Sembro farsi strada sul suo volto un leggero disappunto misto a un'insondabile e composta tristezza.
"In fondo i nostri interventi non hanno portato risultati, a proposito della sua domanda. Sono solo serviti ad evitare che la cosa si sparga al di fuori della città, in ogni senso. Non so se questo è davvero causato dalla nostra indagine, ma ci deve importare relativamente al momento."
Passarono davanti a un tempio dove vecchie campane corrose per l'età ciondolavano appese come enormi pere marce. Bambini dagli occhi scuri guardavano da un vicolo sulla destra. L'aria greve del fumo si levava dal carbone di legna dei focolari e gruppi di vecchi sedevano intabarrati sulle soglie delle case intorno a questi, e il fiato che usciva alternativamente dalle loro bocche in forma di vapore indicava che fossero ancora vivi, e stessero discutendo di Dio sa cosa.

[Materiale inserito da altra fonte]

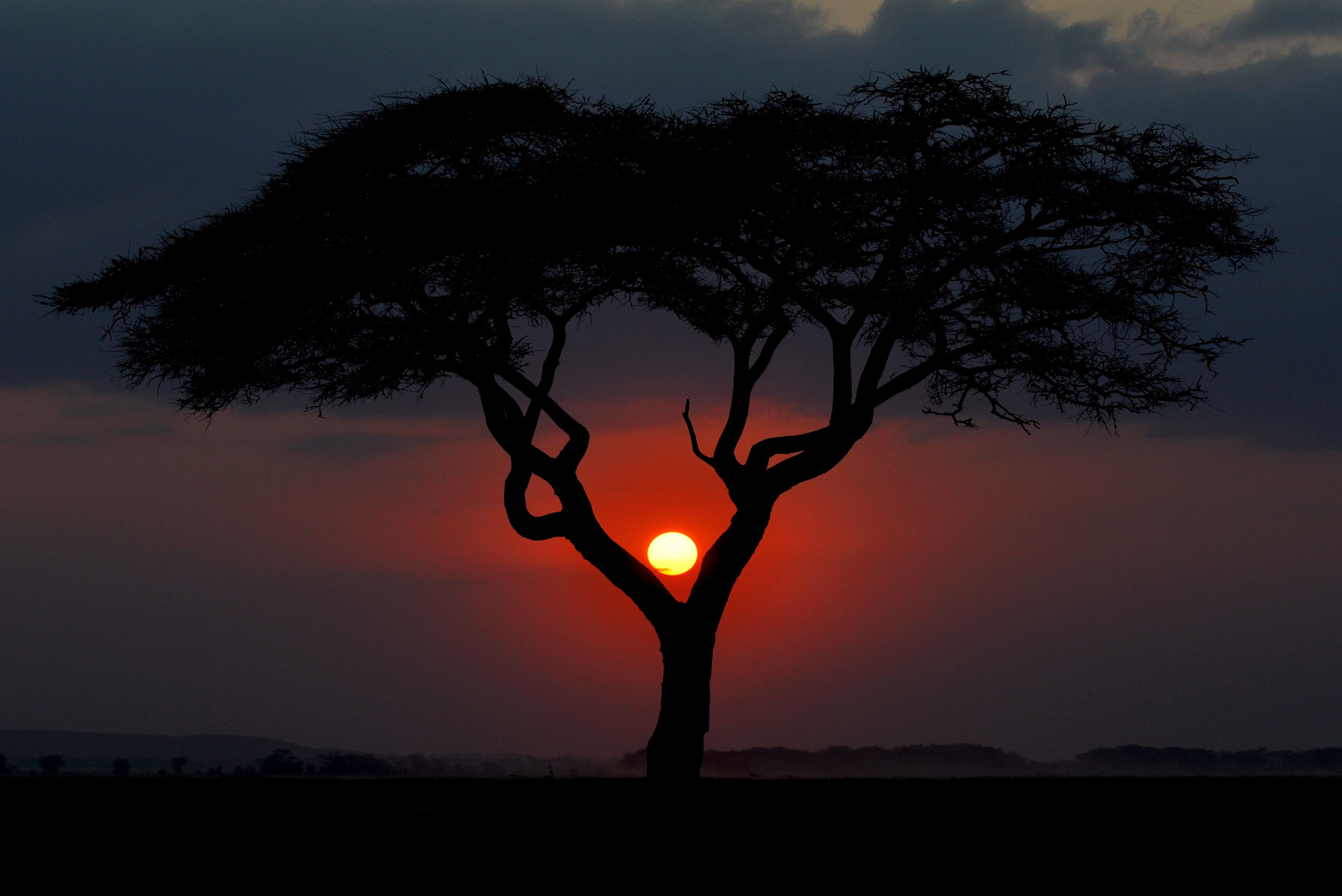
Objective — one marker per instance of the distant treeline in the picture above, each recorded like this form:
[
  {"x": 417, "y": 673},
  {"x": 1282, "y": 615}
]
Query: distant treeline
[
  {"x": 969, "y": 760},
  {"x": 918, "y": 761}
]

Giunto nei pressi del quartiere nord-ovest un vecchio dagli occhi imploranti si fece loro incontro barcollando e timoroso e allungò una mano. Fate la carità disse loro, che gli sfilarono davanti.

"Quello è il museo" e Nishikori gli indicò l'enorme struttura a un centinaio di metri da loro, al termine del viale. Le ronde intensificate, e l'influsso dei sigilli intorno al quartiere ancora udibile da lì, anche per un mediocre sensitivo come il Cantore - e d'altronde lui era abituato a percepire e a convivere con ben altre presenze.
"Come pensa di procedere dunque? E' ancora della sua idea?"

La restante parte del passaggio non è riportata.